Finalement, nous arrivâmes sur notre colline, celle où nous avions passé tant de soirées à rigoler et à parler des bêtises que nous avions faites enfants. L'herbe était douce sous nos pieds, et le vent léger apportait avec lui les senteurs du peu de nature environnante. Les arbres autour de nous bruissaient doucement, leurs feuilles créant une mélodie apaisante. Les fleurs sauvages parsemaient le sol de touches de couleur, et l'air était frais, empli des senteurs de la terre et de la végétation.
Nous nous assîmes en cercle, les regards perdus dans le paysage qui s'étendait devant nous. La vue sur la ville, avec ses toits en tuiles rouges et ses cheminées fumantes, était particulièrement belle aujourd'hui. Le ciel, parsemé de teintes roses et orangées, ajoutait une touche de magie à ce moment. Les derniers rayons de soleil baignaient la scène d'une lumière dorée, rendant chaque détail plus vibrant.
— Tu te souviens de la fois où on a grimpé dans ce grand arbre là-bas ? demanda Gloria en pointant un vieux chêne au loin, son sourire tremblant. On avait eu si peur de redescendre !
— Oui, répondis-je en riant légèrement. Adil avait même failli rester coincé toute la nuit.
— Hé ! protesta Adil en souriant, une lueur nostalgique dans les yeux. C'était pas ma faute si la branche avait craqué !
Nous rîmes tous ensemble, mais notre rire était teinté de tristesse. Le vent léger jouait avec les mèches de cheveux de Gloria, et le crépuscule accentuait la lueur mélancolique dans ses yeux. Adil, habituellement si sûr de lui, semblait pensif, ses mains jouant nerveusement avec un brin d'herbe.
— Vous savez, dit Adil après un long silence, j'ai toujours pensé que nous serions ensemble pour toujours. Mais aujourd'hui, je réalise que nous allons chacun tracer notre propre route.
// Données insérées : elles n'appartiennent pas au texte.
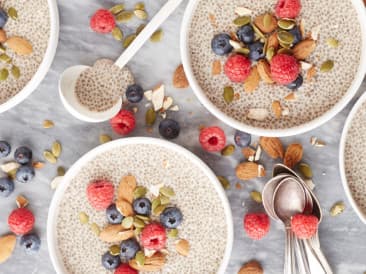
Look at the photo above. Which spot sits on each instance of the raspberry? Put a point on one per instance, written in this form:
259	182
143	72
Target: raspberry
237	68
21	221
153	236
304	226
102	21
100	194
284	69
212	139
124	122
125	269
288	8
256	225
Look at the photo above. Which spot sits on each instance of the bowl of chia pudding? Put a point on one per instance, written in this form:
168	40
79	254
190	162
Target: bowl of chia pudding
272	69
28	45
77	232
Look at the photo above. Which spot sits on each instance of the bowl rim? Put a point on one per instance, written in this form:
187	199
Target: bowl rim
44	66
342	147
356	83
72	172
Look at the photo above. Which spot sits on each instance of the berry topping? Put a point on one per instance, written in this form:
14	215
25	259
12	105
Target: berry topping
284	69
123	123
21	221
153	236
171	217
100	194
304	226
220	44
256	225
102	21
212	139
237	68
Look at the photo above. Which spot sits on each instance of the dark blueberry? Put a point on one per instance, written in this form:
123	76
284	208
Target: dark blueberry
6	187
256	51
297	83
142	206
109	261
169	129
171	217
134	93
113	215
23	155
5	149
242	139
129	249
220	44
246	34
30	243
25	174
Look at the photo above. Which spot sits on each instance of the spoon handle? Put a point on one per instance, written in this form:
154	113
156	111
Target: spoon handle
146	33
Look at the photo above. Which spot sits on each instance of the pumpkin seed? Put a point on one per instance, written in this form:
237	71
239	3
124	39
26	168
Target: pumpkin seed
49	157
228	94
124	16
327	66
228	150
84	218
224	182
242	21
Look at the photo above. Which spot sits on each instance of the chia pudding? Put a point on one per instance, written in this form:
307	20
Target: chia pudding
336	19
204	219
33	23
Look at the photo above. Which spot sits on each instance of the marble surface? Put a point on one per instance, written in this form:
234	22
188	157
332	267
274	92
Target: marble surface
343	238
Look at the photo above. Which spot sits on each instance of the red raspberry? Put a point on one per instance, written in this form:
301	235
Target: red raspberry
288	8
212	139
237	68
125	269
256	225
153	236
102	21
124	122
284	69
304	226
21	221
100	194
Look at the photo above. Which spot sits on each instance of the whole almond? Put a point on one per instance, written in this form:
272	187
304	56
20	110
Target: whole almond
293	155
272	146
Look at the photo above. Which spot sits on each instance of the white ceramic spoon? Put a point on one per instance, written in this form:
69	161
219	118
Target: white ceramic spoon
70	76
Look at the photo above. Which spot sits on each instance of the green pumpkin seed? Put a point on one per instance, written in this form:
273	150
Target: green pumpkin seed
242	21
228	150
84	218
228	94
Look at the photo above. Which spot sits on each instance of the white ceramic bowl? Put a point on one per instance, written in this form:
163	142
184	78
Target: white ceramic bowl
359	6
45	64
75	169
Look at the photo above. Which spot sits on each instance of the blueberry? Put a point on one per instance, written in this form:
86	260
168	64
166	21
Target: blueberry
30	243
142	206
6	187
297	83
134	93
5	149
23	155
220	44
171	217
109	261
256	51
246	34
129	249
242	139
25	174
169	129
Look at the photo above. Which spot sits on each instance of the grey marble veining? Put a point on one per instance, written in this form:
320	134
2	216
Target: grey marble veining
343	238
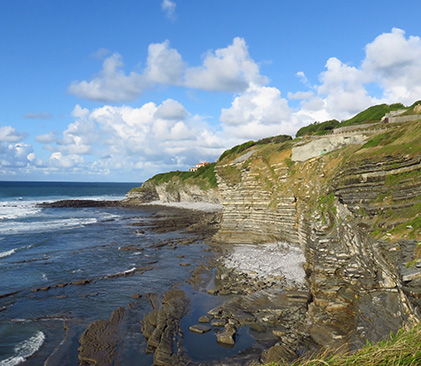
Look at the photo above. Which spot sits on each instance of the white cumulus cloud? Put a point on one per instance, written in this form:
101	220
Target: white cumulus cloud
392	63
164	64
9	134
226	69
258	112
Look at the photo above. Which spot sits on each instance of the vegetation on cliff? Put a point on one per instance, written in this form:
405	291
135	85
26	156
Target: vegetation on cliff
317	128
371	114
204	177
402	349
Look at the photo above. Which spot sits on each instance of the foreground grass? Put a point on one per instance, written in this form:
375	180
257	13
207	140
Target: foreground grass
402	349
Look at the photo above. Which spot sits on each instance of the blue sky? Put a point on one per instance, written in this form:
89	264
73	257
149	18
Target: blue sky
99	90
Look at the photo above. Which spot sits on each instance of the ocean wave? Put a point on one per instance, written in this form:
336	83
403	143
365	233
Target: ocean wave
25	349
11	210
43	226
13	251
6	254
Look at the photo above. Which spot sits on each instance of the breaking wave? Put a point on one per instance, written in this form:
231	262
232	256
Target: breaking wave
25	349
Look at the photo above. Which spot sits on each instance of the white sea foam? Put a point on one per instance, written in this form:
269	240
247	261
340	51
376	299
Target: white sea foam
265	260
10	210
25	349
6	254
42	226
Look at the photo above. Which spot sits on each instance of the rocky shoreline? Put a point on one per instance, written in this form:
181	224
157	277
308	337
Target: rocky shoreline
269	306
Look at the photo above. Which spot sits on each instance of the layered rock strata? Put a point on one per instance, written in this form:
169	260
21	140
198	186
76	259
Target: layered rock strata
173	191
332	206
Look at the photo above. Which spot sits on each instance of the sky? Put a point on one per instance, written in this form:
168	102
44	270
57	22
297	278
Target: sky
118	91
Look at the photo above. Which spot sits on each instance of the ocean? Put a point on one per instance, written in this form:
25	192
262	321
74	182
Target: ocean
41	248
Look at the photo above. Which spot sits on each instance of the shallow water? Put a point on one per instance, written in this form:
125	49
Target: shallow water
46	247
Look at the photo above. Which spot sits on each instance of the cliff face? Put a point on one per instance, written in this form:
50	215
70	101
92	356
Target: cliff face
353	206
178	186
173	191
355	214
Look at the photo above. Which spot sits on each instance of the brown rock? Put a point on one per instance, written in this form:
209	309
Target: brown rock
199	328
205	319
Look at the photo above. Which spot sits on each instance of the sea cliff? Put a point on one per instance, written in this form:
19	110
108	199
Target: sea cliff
352	205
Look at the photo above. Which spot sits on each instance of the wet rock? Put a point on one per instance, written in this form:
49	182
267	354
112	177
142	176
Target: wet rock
227	337
205	319
80	282
199	328
218	323
98	343
279	353
161	327
91	294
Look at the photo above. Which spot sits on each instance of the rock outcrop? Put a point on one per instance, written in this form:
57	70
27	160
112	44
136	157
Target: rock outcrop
172	191
355	214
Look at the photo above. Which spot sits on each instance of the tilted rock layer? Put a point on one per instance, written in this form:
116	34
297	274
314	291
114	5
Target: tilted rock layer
355	214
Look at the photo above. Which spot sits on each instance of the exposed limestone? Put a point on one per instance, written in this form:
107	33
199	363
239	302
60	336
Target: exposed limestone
361	286
173	191
98	344
161	327
200	328
323	145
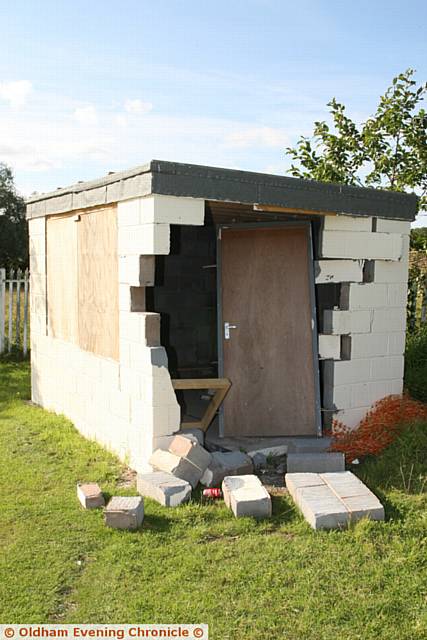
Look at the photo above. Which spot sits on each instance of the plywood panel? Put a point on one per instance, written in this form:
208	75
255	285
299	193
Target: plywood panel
269	356
62	278
98	292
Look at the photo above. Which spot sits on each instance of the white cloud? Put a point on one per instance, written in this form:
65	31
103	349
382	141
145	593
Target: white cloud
257	136
137	106
86	115
15	92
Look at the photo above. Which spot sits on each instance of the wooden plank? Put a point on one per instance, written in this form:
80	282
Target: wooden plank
274	209
62	286
98	291
201	383
222	385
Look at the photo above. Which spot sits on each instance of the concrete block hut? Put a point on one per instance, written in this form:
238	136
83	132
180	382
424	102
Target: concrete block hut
152	284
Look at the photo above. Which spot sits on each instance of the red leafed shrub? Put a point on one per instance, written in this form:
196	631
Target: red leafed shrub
378	429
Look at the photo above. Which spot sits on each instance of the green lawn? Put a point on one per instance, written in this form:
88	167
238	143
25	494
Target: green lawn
270	580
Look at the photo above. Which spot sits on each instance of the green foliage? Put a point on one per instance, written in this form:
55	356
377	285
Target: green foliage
248	580
416	364
388	151
13	226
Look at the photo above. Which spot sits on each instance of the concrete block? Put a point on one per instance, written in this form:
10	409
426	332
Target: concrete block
315	462
144	239
389	319
351	417
347	223
172	210
191	451
232	463
363	296
387	368
193	433
386	271
392	226
137	270
338	271
363	246
176	465
329	346
124	513
231	483
254	502
90	495
165	488
338	322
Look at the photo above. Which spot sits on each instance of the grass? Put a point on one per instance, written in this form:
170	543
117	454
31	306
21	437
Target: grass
248	580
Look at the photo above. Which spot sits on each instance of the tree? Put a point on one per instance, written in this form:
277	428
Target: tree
13	226
388	151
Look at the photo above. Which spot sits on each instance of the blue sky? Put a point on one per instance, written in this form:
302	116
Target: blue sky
89	87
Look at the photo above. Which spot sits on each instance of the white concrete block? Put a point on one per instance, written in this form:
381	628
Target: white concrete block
137	270
124	513
172	210
144	239
165	488
359	245
393	226
129	213
386	271
347	223
336	321
176	465
329	346
387	368
351	417
338	271
367	345
389	319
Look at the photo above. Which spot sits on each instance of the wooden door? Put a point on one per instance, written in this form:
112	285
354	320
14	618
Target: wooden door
269	357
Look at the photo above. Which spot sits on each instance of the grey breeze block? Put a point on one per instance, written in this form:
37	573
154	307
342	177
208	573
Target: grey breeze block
163	487
333	500
230	463
246	496
90	495
124	513
315	462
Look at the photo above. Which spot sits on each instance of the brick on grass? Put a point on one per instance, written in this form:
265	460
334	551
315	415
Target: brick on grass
230	463
90	495
179	467
190	450
246	496
124	513
163	487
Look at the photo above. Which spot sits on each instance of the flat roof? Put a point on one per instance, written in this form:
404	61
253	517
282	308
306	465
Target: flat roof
225	185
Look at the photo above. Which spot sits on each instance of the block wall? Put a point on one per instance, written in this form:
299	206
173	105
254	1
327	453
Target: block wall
363	337
127	405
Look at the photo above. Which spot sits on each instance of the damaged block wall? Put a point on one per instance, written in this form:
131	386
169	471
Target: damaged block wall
369	257
127	404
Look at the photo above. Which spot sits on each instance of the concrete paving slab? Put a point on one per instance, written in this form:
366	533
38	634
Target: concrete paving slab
321	462
333	500
165	488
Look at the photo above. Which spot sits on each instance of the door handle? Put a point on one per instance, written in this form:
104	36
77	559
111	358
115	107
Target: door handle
227	327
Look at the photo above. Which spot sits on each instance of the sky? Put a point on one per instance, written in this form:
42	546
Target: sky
98	86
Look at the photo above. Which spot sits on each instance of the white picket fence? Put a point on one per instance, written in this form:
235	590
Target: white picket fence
14	310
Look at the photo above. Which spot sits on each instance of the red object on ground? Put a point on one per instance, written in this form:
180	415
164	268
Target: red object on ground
212	493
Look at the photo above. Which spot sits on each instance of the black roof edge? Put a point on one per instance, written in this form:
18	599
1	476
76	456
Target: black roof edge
213	183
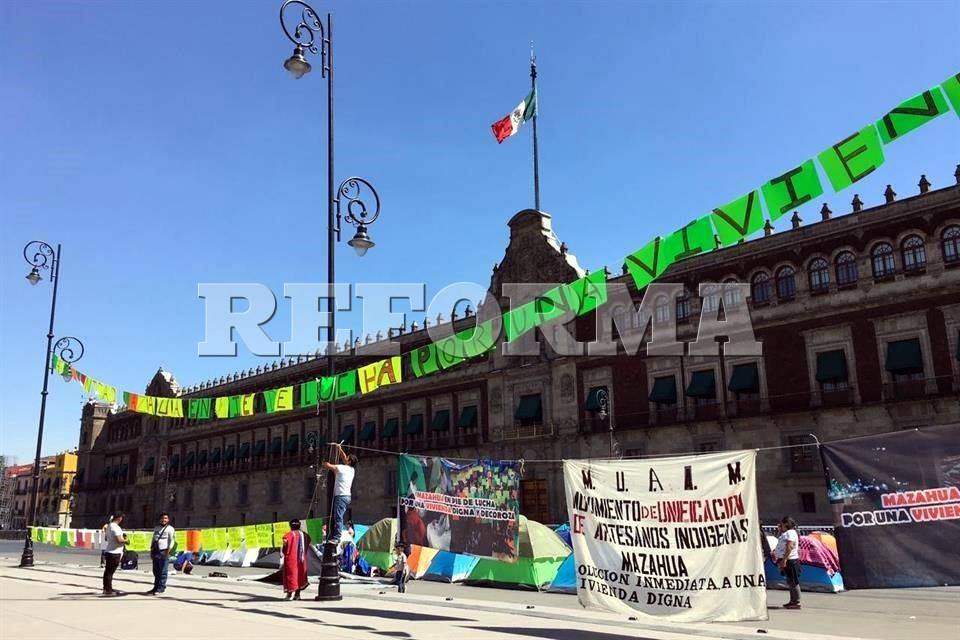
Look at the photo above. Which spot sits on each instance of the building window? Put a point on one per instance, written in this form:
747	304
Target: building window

Il avait les yeux brillants de larmes qu'il retenait à peine. Gloria, elle, pleurait silencieusement, ses larmes coulant sur ses joues sans qu'elle fasse un geste pour les essuyer. Ses longs cheveux dorés, habituellement si bien coiffés, tombaient en mèches éparses autour de son visage, accentuant sa vulnérabilité.
Je restai silencieuse un instant, cherchant à dire quelques mots qui pourraient les réconforter, mais mon cœur, lui, était serré, il voulait lui aussi pleurer.
— Je crois que c'est ce qui rend ce moment si précieux, répondis-je, la gorge serrée. Nous avons vécu tant de choses ensemble, et ces souvenirs resteront avec nous, où que nous allions... j'en suis sûre.
Le silence qui suivit était lourd de signification. Chacun de nous savait que ce moment marquait la fin d'une époque. Nous restâmes assis là, profitant de la présence des uns et des autres, sans dire un mot de plus. Le vent doux caressait nos visages, apportant un semblant de réconfort dans ce moment de tristesse.
— Sully, murmura Adil, je voulais te dire quelque chose, mais... il se ravisa, regardant le sol.
— Quoi ? Qu'est-ce qu'il y a ? demandai-je doucement.
— Non, ce n'est rien. Juste... prends soin de toi, d'accord ? dit-il finalement, avec un sourire triste.
Adil avait toujours fait attention à mon bien-être, et durant toutes ces années, il avait été mon confident, quand je me disputais avec Gloria ou encore quand je me faisais gronder par Mesdames Luc et Miseche.
— Vous aussi, répondis-je, sentant mes propres larmes monter. Vous êtes ma famille, vous savez ? Je vous aime, les gars ! leur avouai-je en fondant en larmes.
Nous nous enlaçâmes une dernière fois, les cœurs lourds mais remplis de gratitude pour tous les moments partagés. Le contact de leurs bras autour de moi était réconfortant, rappelant les innombrables fois où nous nous étions soutenus les uns les autres. En quittant la colline, l'ambiance de toute la ville semblait morose. Les oiseaux avaient cessé de chanter, et même le vent semblait plus froid. Nous n'étions pas les seuls à devoir me dire au revoir.
Nous reprîmes le chemin du retour, nos pas traînant sur le sentier poussiéreux. Chaque recoin de la ville, chaque visage que nous croisions semblait empreint de la même tristesse que nous. La journée touchait à sa fin, et avec elle, un chapitre de nos vies se refermait.